For those who graduated and are still looking for employment, the stress level is high. Drew Daniels, a May 2008 Dillard University grad, said he is still looking. “I applied for jobs back in March and I’m just now starting to hear some responses back from some companies,” the mass communications major said.
“The interview process for some jobs is so long and can take up most of your time … going on two or three interviews, filling out applications and questionnaires. The process can drain you.”
Daniels has a backup plan. If he is not successful in finding a journalism job this summer, he plans to enroll in graduate school to pursue a master’s degree.
Rianna Felder, a sophomore broadcast journalism major at Howard University, said unemployment caused her to lose motivation to do anything. “I don’t go anywhere. I have to wait until all my friends get off work to do anything. I’m bored during the day, so instead I just sleep until evening,” Felder said.
But several programs, Web sites and organizations are available to those looking for summer employment. Monster.com annually holds a Diversity Leadership Program (DLP), in nine different cities at different university campuses across the country. The program is sponsored by various corporations and place college students into groups designed to give them resume writing, interviewing and diversity tips as well as information on gaining an internship with a company.
INROADS, a national corporation that recruits talented minority youth who meet credentials and GPA requirements, is another option for summer employment. The organization places students internships with corporate sponsors that can eventually lead to permanent job placement.

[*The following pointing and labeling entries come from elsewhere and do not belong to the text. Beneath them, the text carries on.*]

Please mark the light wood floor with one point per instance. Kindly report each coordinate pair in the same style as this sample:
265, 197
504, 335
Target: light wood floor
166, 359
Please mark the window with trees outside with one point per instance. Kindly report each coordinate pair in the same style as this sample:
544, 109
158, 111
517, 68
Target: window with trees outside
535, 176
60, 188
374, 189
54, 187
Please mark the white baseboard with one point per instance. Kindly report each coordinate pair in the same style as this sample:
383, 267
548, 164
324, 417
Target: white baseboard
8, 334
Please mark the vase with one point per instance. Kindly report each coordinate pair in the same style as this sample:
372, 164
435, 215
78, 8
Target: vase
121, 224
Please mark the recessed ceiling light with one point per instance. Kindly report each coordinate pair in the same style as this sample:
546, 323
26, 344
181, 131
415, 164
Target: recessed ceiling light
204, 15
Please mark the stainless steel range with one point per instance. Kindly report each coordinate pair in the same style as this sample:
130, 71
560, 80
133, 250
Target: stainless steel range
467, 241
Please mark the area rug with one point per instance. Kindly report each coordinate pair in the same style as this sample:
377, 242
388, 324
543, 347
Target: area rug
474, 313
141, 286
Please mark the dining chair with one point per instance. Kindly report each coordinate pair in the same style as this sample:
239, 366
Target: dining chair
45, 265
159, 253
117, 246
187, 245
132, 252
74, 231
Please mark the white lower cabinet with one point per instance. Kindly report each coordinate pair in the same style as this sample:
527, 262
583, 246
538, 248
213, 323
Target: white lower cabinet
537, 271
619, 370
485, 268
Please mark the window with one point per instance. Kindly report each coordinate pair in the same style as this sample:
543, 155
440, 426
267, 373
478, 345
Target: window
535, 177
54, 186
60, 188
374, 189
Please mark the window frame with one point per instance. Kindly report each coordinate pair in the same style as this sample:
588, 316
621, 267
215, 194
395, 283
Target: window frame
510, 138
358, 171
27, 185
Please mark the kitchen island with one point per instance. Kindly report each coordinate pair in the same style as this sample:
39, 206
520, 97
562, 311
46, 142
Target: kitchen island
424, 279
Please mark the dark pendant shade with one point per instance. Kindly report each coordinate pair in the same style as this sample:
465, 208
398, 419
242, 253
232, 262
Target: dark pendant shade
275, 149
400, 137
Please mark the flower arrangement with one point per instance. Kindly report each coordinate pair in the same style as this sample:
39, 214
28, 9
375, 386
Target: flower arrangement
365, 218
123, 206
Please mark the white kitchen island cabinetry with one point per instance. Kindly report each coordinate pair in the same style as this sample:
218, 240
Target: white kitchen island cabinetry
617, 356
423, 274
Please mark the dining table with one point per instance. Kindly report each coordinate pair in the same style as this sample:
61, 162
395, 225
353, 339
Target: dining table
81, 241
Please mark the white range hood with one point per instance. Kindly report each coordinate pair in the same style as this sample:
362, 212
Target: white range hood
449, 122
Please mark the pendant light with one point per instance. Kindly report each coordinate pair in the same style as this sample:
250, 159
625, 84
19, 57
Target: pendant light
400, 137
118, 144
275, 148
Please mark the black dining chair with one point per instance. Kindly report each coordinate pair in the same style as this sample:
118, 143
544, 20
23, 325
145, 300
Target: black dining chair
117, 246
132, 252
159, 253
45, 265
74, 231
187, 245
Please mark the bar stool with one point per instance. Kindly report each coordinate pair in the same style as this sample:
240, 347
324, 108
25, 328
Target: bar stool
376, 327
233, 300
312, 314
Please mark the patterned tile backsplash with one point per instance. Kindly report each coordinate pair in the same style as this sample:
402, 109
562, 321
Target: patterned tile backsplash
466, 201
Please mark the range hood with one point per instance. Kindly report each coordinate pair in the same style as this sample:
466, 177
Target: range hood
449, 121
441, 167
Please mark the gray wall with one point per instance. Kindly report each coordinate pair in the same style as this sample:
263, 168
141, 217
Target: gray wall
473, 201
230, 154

Zulema Naegele, a student advisor with INROADS, suggests students apply for the program as early as August. “The interns are expected to go through training and prep sessions, so that by spring all they have to do is interview with a company, which the can begin working with as soon as early May,” said Naegele, adding that to secure an internship, applications must be submitted by March.
India Clark, a junior accounting major, said Howard’s School of Business career service center helped her in obtaining an internship. “We have an amazing professional development center that helped me transform my résumé to one that was appealing to corporate America,” Clark said.
Clark has been exposed to top firms, including investment banks, accounting firms and insurance companies while working with the career service center. “Here I am, a 19-year old getting a small taste of what it is really like to work and have a career,” Clark said.
For students who are not sure where to start their job search, Naegele recommends they post their résumés on company Web pages.
While temporary hiring agencies are another option for individuals looking for employment, Vanessa Ferrell, project manager for the Urban Youth Employment Program, also suggests public libraries, children and youth centers and non-profit organizations, as resources in finding employment.
“We deal with a very broad range of job seekers starting with middle-school aged children, those looking for re-entry into the workforce as well as single-parents and those just getting out of prison,” said Ferrell, adding the program is available in every city that has an Urban League. “Businesses that are included as sponsoring companies for our program are very interested in students for summer employment.”